Certains misaient sur un reconfinement scolaire « localisé », au sortir des vacances de la Toussaint. D’autres sur l’activation du fameux « plan de continuité pédagogique » que l’éducation nationale est censée tenir prêt. D’autres, encore, croisaient les doigts pour que « rien ne change », et éloigner le spectre d’une éventuelle fermeture des établissements. Quelques heures avant l’allocution d’Emmanuel Macron, mercredi 14 octobre, tous les enseignants étaient dans l’attente. Mais il n’y a pas eu d’annonce les concernant dans le discours du chef de l’Etat. Un hommage appuyé, sans doute, mais pas de changement, à ce stade, de leurs conditions d’exercice et d’accueil.
« Nos enfants ont besoin de continuer d’être à l’école, a martelé Emmanuel Macron. Je me félicite que nous ayons été parmi les premiers pays à rouvrir nos classes, qu’on ait réussi la rentrée, et je remercie nos enseignants, qui ont fait un travail formidable. On doit continuer comme ça. »
« Continuer comme ça » ? Sur le terrain, ces trois mots font réagir. « Continuer comment, précisément ?, interroge Benjamin Marol, enseignant dans un collège de Montreuil (Seine-Saint-Denis). En serrant les dents ? En regardant ailleurs quand un élève tousse ? J’entends de plus en plus de collègues qui se sentent vulnérables dire qu’ils ne tiendront pas l’année. Certains n’ont pas repris. La méthode Coué, ça va un temps… » « Tous les voyants sont passés au rouge, et nous, dans nos classes, entassés avec 35 élèves, il nous faut continuer d’y croire… Nous voilà pris dans un drôle de paradoxe », pointe Clara da Silva, enseignante dans un lycée à Paris.
« Raccrocher les wagons »
Pour le million d’enseignants et de personnels d’éducation qui voit cette première période de l’année scolaire s’achever, avec le début des congés d’automne, l’heure d’un premier bilan est venue. S’ils ont « tenu », disent-ils, c’est pour les élèves ; pour le « bonheur » de les retrouver et l’« urgence » de les reprendre en main. « Je ne connais pas un enseignant qui n’ait pas eu les larmes aux yeux le jour de la rentrée, témoigne Stéphane Rio, qui exerce dans un lycée à Marseille. Les élèves étaient tous là, ils ont joué le jeu, masqués, attentifs, impliqués… et, dans leur immense majorité, très consentants à l’égard des interdits qu’on leur impose. »
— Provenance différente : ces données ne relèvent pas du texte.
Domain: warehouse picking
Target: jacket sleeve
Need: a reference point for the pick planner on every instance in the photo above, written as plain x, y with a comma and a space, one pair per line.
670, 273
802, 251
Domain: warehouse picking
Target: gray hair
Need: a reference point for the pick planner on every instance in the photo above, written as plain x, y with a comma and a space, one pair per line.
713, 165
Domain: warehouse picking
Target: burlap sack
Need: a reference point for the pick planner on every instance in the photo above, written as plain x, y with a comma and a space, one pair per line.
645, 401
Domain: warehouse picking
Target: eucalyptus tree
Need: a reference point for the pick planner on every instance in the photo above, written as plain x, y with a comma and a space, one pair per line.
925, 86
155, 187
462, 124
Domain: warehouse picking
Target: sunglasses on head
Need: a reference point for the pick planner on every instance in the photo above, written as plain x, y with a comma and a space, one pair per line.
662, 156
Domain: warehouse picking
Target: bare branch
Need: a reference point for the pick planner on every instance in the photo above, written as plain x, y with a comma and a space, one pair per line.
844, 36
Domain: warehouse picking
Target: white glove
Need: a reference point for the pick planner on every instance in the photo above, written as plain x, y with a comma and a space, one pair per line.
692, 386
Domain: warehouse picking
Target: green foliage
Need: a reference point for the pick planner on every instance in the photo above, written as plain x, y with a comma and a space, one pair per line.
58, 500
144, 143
Un constat partagé dans le primaire où, passé la « joie des retrouvailles », les professeurs des écoles disent aussi avoir ressenti très fortement l’« impératif » de « raccrocher les wagons ». « Soyons honnêtes : qui peut croire qu’on peut manquer la moitié d’une année [de mars à juillet, pour certains enfants] sans que les apprentissages s’en ressentent ? », interroge Hervé Lalle, directeur d’école à Paris.